On Mon, Aug 19, 2019 at 8:37 PM Aleksa Sarai <cyphar@xxxxxxxxxx> wrote:
The most obvious syscall to add support for the new LOOKUP_* scoping flags would be openat(2). However, there are a few reasons why this is not the best course of action: * The new LOOKUP_* flags are intended to be security features, and openat(2) will silently ignore all unknown flags. This means that users would need to avoid foot-gunning themselves constantly when using this interface if it were part of openat(2). This can be fixed by having userspace libraries handle this for users[1], but should be avoided if possible. * Resolution scoping feels like a different operation to the existing O_* flags.
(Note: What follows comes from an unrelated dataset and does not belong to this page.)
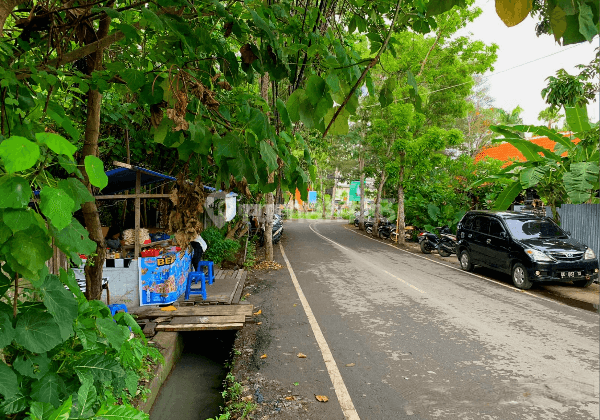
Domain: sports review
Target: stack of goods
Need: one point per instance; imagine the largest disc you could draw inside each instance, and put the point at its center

And since openat(2) has limited flag space, it seems to be quite wasteful to clutter it with 5 flags that are all resolution-related. Arguably O_NOFOLLOW is also a resolution flag but its entire purpose is to error out if you encounter a trailing symlink -- not to scope resolution. * Other systems would be able to reimplement this syscall allowing for cross-OS standardisation rather than being hidden amongst O_* flags which may result in it not being used by all the parties that might want to use it (file servers, web servers, container runtimes, etc). * It gives us the opportunity to iterate on the O_PATH interface. In particular, the new @how->upgrade_mask field for fd re-opening is only possible because we have a clean slate without needing to re-use the ACC_MODE flag design nor the existing openat(2) @mode semantics. To this end, we introduce the openat2(2) syscall. It provides all of the features of openat(2) through the @how->flags argument, but also also provides a new @how->resolve argument which exposes RESOLVE_* flags that map to our new LOOKUP_* flags. It also eliminates the long-standing ugliness of variadic-open(2) by embedding it in a struct. In order to allow for userspace to lock down their usage of file descriptor re-opening, openat2(2) has the ability for users to disallow certain re-opening modes through @how->upgrade_mask. At the moment, there is no UPGRADE_NOEXEC. The open_how struct is padded to 64 bytes for future extensions (all of the reserved bits must be zeroed).
Why pad the structure when new functionality (perhaps accommodated via a larger structure) could be signaled by passing a new flag? Adding reserved fields to a structure with a size embedded in the ABI makes a lot of sense --- e.g., pthread_mutex_t can't grow. But this structure can grow, so the reservation seems needless to me.